Meu pai era engenheiro. Veio de uma família de músicos. Havia um maestro Milanez há tempos. Tenho um primo e um sobrinho que são músicos profissionais. Minha mãe era “do lar”. Cuidava de 7 filhos (as vezes alguns `agregados`) e passava muito tempo costurando, inventando roupas, alem de tricô e crochê.

Minha mãe, principalmente, deu-me todas as oportunidades que alguém que tenha algum jeito para arte poderia sonhar. Estudei pintura e desenho desde os oito anos. Cursei a Escola Superior de Desenho Industrial (ESDI), estudei no Parque Laje e fiz um mestrado em artes visuais na Inglaterra.

Criar, desenhar e pintar sempre foi para mim “como respirar”. Durante cerca de 25 anos só dedicava algumas horas por semana à arte, mas desde 2009 minha dedicação é exclusiva. Ultimamente, há cerca de 1 ano e meio, tenho me dedicado a escultura. Costumo dizer que escultura parece ser uma combinação do trabalho da minha mãe — recortando tecidos, escolhendo cores, etc — e do trabalho do meu pai — bolar e “colocar alguma coisa em pé”.

A ESDI (onde fiz meu bacharel em design) é muito influenciada pela escola de Bauhaus. Por isso, tenho uma admiração enorme por Paul Klee, Kandinsky (que escreveu um livro chamado “Do Espiritual na Arte”) e artistas da primeira metade do século 20, como Cezanne, Matisse, Picasso. No Brasil, tenho uma admiração por Volpi, pelo fato de ele ser uma “anti-celebridade”, fazer com suas mãos suas telas, etc. Descobri que admirava — e admiro — grandes escultores como Brecheret, Franz Weissmann e Amilcar de Castro. No exterior — entre os contemporâneos — Richard Serra (que faz enormes esculturas com aço usado em cascos de navios), Gerhard Richter e o arquiteto Frank Gerry, autor dos projetos dos museus Guggenheim.

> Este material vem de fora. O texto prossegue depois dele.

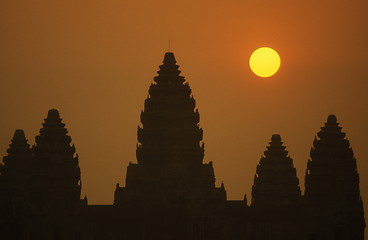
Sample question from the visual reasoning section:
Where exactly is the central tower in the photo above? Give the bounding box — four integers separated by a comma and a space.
114, 52, 226, 206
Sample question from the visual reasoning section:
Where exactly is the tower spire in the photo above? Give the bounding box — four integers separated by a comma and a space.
252, 134, 301, 206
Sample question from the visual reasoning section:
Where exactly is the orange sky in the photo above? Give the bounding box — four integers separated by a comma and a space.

alvaroQual sua história de fé? Participa de alguma igreja?

Minha mãe e meu pai eram muito religiosos. Conheceram-se em um grupo de jovens interessados na vida contemplativa e monástica. Dedicavam um bom tempo de suas vidas em oração. A experiência de viver na Inglaterra em meio a uma crise econômica (1981/1982) em uma cidade com muitos imigrantes da Índia, Paquistão e Caribe me fez adquirir uma visão nova sobre ser cristão, ser estrangeiro — de uma certa forma oprimido e discriminado. Larguei minha carreira aos 29 anos para viver uma vida consagrada a Deus, como monge. Tive durante 23 anos um diretor espiritual, um monge americano que me ensinou muito sobre “ser cristão” e, principalmente, sobre a pessoa de Jesus e vida de Jesus em nós.

Considero-me cristão. Para mim, as diferenças denominacionais são temporárias e provisórias. Há três anos passei a frequentar um grupo de estudo bíblico da Igreja Luterana da qual meu filho e a noiva fazem parte. Hoje sinto-me completamente em uma comunidade. É o grupo dos cultos e células em inglês, da Primeira Igreja Batista do Batel, a maior comunidade evangélica de Curitiba, PR.

Como você compreende a relação arte e fé? Podem caminhar juntas?

Não só podem, mas naturalmente caminham juntas. A distinção entre fé, ciência e arte é algo “recente”, dos últimos 1.500 anos. Criar — seja uma sonata de Mozart, uma missa de Bach, uma sinfonia de Beethoven — é ao meu ver algo divino e feito para glorificar a Deus.

Criar uma pintura ou escultura — como Giotto, Durer, Rafael, Bernini, Rembrandt e Van Gogh faziam — é, a um só tempo, contemplar a criação de Deus, “re-criar” essa criação e glorificar a Deus. Inspiro-me nos construtores das catedrais. Você pode imaginar o impacto visual de uma catedral com a altura de um prédio de uns dez andares, que, por vezes, levavam mais de 150 anos para finalizar, em meio a aldeias em que a maior construção não passava de dois andares, se tanto? Esses homens — que construíam catedrais — oravam antes de começar a trabalhar. Sabiam que morreriam antes que a catedral estivesse terminada. Antonio Gaudi, o arquiteto catalão, que projetou a Catedral da Sagrada Família, era um homem de Deus. A catedral será terminada daqui a alguns anos em um total de 134 anos que levou para ser construída. Gaudi dormia na própria catedral no final da vida.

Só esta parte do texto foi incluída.